Sic: Yet Another Mediocre Small Lisp Dialect
Like many bad ideas, this one came from seeking attention on social media. I had envisioned tooting something like this on Mastodon:
(dontforgettolikeandsubscribe)
This was the result of a series of realizations I had while learning more about modern C++. Specifically:
1. $
is a valid 'word' character in C++ these days.
That means you can use it in names. So this is valid C++:
const int $20_same_as_in_town = 20;
But since this not widely known, I can use it for all kinds of shenanigans.
2. You can use variadic templates to fake Lisp-style expressions.
As you know Bob, variadic templates are function templates that take arbitrarily many arguments. And since they're templates, their type is also up for grabs.

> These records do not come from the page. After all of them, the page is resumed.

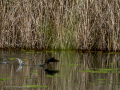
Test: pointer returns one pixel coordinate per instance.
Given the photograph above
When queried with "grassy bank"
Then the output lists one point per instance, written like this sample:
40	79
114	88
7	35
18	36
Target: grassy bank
60	24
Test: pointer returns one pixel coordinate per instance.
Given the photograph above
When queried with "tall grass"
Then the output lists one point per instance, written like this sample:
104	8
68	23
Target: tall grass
60	24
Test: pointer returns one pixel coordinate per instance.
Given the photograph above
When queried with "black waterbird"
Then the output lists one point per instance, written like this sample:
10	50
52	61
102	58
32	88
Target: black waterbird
51	60
51	72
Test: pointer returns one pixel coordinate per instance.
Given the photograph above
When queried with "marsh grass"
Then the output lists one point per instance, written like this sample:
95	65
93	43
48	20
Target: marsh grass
60	24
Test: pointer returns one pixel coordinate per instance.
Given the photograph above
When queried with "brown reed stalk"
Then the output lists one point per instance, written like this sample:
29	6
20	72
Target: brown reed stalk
70	24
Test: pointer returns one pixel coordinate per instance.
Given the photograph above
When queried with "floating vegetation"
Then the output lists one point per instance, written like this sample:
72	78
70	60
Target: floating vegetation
73	65
100	71
34	86
22	50
53	76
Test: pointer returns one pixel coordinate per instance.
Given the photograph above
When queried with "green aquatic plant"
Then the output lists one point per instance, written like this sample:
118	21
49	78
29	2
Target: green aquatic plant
99	71
4	79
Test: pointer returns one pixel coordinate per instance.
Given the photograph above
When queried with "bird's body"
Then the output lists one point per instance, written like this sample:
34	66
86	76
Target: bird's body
51	60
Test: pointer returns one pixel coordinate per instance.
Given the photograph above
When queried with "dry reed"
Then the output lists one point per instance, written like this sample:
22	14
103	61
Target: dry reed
60	24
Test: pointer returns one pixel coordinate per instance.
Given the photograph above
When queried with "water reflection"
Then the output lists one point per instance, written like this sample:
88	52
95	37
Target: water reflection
75	71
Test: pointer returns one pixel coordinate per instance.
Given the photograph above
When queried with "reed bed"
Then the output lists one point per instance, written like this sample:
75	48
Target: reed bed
60	24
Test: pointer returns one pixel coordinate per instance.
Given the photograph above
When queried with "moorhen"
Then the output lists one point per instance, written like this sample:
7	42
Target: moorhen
51	60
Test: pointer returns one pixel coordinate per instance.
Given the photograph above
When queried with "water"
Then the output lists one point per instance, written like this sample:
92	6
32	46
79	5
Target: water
74	71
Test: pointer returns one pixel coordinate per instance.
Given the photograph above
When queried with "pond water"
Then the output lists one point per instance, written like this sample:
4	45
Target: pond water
74	71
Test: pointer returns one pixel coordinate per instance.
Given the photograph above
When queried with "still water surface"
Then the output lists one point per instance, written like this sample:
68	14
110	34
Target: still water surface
19	70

And as you also know Bob, Lisp-style lists are just linked lists of pairs of pointers where the first pointer holds the value and the second the next pair in the sequence. And Lisp expressions are just lists of expressions where the first value is the function to call while the rest are its arguments.

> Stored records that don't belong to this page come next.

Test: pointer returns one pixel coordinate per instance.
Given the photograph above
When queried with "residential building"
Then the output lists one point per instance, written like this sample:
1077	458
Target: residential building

So if we create a bunch of C++ classes to represent basic Lispish types:
class string : public obj { ... };
class symbol : public obj { ... };
class number : public obj { ... };
plus a common base class:
class obj { ... };
plus a simple C++ class to hold a pair:
class pair : public obj {
public:
obj * const first; // Not named 'car'; cope.

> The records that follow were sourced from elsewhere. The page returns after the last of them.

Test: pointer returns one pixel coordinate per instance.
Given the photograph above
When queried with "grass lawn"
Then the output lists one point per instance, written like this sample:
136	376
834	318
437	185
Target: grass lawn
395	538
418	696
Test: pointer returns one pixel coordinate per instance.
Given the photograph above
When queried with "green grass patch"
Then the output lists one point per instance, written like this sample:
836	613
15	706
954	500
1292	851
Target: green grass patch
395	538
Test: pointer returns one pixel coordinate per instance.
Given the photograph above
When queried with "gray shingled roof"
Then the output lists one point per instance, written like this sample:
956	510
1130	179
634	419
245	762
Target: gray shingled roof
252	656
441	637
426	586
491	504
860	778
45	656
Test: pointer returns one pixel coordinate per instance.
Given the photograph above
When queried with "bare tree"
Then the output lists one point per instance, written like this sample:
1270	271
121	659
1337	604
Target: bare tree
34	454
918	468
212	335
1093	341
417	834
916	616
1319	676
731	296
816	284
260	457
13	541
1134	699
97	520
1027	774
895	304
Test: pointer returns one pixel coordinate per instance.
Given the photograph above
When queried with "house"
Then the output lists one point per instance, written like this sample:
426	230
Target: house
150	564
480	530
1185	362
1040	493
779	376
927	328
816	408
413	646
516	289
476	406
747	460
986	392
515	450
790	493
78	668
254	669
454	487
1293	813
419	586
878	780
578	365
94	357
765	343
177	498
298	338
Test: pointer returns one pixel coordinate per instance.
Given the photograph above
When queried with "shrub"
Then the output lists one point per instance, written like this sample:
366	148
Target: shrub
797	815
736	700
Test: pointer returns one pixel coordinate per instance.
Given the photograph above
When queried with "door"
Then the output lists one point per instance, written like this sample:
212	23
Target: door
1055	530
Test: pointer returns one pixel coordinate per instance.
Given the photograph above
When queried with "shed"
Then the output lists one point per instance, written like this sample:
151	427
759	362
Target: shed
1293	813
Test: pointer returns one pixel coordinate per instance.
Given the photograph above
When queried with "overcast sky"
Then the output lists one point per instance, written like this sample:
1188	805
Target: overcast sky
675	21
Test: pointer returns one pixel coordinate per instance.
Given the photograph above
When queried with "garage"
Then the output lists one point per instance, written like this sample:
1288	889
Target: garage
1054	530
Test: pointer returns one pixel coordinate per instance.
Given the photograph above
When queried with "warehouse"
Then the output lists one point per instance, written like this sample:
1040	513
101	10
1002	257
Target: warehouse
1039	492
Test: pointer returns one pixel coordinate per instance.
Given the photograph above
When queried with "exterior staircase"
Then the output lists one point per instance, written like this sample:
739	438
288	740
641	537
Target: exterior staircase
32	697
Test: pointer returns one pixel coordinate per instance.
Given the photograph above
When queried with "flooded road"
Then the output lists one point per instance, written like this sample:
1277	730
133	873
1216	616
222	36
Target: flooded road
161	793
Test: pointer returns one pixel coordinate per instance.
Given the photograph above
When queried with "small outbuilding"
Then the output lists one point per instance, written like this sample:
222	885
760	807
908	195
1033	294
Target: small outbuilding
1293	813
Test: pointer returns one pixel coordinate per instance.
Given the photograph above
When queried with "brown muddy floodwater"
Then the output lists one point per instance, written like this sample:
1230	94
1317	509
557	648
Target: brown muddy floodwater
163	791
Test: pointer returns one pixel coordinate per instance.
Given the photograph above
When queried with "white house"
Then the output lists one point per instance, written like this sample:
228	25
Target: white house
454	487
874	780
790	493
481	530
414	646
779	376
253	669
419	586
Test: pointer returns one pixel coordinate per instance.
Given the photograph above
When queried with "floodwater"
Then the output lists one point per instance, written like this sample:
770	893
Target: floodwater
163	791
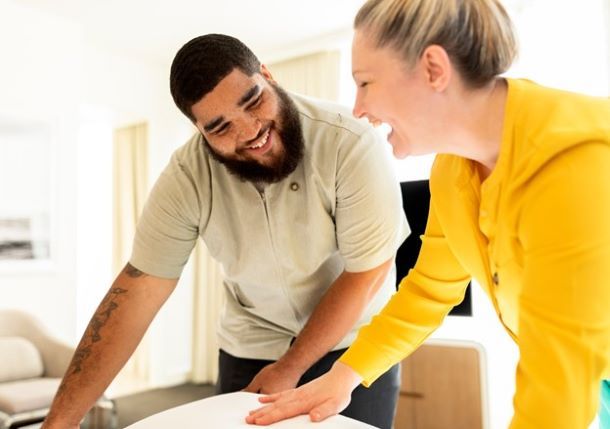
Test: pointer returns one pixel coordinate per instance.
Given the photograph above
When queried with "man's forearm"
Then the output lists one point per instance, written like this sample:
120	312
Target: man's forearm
110	338
334	316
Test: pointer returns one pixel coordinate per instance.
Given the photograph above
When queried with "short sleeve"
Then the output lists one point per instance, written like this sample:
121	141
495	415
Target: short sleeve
168	227
370	221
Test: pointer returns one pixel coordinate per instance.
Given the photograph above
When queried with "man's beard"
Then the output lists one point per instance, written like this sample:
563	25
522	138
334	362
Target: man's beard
291	137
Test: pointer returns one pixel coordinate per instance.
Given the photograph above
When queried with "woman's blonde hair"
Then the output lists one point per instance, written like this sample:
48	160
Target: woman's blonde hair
476	34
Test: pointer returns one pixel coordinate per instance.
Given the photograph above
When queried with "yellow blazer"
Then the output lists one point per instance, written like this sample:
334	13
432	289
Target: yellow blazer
536	237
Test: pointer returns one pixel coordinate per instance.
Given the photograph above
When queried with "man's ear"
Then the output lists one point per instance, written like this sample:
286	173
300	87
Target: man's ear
267	74
437	67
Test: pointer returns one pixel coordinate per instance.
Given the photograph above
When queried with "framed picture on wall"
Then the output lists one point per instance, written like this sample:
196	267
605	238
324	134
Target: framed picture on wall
26	189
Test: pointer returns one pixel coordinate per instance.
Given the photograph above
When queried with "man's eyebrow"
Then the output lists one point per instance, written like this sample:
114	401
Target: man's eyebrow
213	123
249	95
243	100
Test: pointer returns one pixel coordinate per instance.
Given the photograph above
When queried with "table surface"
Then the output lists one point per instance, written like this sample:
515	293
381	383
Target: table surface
229	412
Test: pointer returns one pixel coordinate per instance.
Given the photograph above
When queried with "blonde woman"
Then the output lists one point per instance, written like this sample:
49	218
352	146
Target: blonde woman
520	202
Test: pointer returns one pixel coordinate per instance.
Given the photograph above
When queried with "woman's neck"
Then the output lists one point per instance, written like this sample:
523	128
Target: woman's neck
480	117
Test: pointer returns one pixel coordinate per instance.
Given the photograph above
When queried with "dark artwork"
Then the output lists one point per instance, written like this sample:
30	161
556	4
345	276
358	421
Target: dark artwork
15	239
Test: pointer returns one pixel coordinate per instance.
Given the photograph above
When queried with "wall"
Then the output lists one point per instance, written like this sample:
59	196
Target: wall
52	74
40	81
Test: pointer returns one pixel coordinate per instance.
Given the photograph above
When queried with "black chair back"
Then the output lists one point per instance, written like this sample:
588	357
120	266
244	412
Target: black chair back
416	204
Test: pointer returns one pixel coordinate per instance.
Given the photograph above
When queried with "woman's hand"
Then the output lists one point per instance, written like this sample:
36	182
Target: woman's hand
323	397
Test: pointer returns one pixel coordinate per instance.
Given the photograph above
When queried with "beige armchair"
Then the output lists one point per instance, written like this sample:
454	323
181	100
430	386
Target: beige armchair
32	363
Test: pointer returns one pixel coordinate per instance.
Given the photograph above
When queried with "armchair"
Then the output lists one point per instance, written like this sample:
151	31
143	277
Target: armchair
32	363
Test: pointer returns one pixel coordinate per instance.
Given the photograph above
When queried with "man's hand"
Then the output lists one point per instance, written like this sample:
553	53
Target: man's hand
321	398
273	378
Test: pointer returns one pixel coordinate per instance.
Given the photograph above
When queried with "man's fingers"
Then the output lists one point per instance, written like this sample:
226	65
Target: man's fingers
323	411
252	388
273	397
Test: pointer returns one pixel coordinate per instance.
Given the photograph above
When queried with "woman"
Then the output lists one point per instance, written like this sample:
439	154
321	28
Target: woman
520	201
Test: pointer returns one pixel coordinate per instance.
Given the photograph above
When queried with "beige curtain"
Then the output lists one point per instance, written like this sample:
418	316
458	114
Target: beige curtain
315	75
130	188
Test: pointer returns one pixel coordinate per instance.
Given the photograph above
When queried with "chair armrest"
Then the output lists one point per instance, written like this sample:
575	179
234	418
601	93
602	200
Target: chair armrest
56	356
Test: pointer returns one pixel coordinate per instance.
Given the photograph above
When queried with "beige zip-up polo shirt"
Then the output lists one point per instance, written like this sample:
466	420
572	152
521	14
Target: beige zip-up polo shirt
281	248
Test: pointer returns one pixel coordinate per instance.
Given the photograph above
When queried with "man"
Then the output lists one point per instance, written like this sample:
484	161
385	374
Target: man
296	201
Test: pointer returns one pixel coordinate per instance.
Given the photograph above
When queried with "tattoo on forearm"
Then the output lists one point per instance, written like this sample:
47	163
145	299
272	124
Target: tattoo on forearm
93	333
132	271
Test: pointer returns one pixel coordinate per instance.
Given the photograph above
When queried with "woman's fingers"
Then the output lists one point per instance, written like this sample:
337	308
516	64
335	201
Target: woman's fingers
271	413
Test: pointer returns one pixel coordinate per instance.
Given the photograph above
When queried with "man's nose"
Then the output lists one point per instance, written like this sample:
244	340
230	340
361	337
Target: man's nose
249	127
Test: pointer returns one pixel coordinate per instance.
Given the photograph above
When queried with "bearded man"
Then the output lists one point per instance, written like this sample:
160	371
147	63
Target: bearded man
298	203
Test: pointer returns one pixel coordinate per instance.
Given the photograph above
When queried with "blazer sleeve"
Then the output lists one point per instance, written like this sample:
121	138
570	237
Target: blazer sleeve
431	289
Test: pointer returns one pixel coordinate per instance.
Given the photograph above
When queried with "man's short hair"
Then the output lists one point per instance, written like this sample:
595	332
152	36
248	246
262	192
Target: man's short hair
202	63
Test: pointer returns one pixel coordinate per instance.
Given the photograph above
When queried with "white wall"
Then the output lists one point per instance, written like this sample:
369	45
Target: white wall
50	73
40	80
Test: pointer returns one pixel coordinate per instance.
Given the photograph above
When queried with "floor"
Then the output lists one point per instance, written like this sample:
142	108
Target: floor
132	408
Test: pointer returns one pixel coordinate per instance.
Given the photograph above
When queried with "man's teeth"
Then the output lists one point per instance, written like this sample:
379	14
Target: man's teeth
262	142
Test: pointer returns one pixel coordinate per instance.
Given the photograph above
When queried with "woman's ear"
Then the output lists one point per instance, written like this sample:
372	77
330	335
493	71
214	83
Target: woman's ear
437	67
267	74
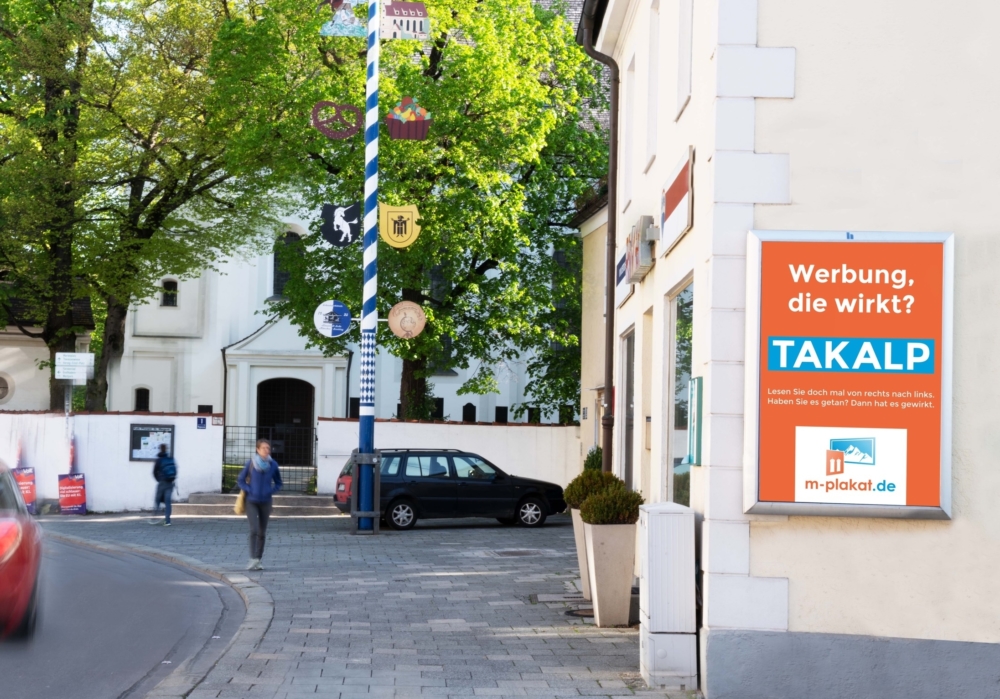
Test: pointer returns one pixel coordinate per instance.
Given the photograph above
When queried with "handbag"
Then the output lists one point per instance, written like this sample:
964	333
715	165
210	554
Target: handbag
240	507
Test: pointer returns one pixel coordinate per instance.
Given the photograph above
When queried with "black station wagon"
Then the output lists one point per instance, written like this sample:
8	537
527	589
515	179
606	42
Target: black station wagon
444	483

obj * const rest; // Ditto for 'cdr'.
pair(obj *a, obj *d) : car(a), cdr(d) {}
}
and a set of overloaded helper functions to convert basic C++ types to Lispish types:
static inline obj* _w(std::string s) { return new string(s); }
static inline obj* _w(int i) { return new number((long)i); }
static inline obj* _w(long l) { return new number(l); }
static inline obj* _w(double d) { return new number(d); }
static inline obj* _w(obj *o) { return o; }
we can create a variadic function template that constructs a Lispish list:
template<typename T> obj* $(T o) { return new pair(_w(o), nil); }
template<typename T, typename... Objects>
obj* $(T first, Objects... rest) {
return new pair(_w(first), $(rest...));
}
(The first definition of $
works on any call with one argument; the
second expands to a function that takes the first argument and
recurses on the rest.)
Calling it looks like this:
$("foo", 42, $("add", 2, 2))
which looks Lispish if you squint hard enough. But the resulting list is an actual Lisp-style list.
3. Evaluating functions is pretty straightforward.
A function is just one of the Lispish C++ types. It implements a
method named call
, which takes an argument list and returns a
result:
class callable : public obj {
public:
virtual obj* call(obj* actualArgs) const = 0;
};
Yeah, yeah, this is an abstract base class. We actually need two types of callables:
class function : public callable { ... }
class builtin : public callable { ... }
function
is a function written in Sic. It holds a Lispish list of
expressions (also Lispish lists) and evaluates them by calling eval
on each of them. builtin
holds a built-in function--a C++ lambda
(or other function pointer, in theory)--that it calls instead.
eval
is the function that evaluates a Sic expression. You give it
the expression and if it's a list, it recursively calls itself on each
item and collects the results. Then, it calls the first item's call
method with the rest of the list as an argument and returns the
result. If the argument isn't a list, it just returns it.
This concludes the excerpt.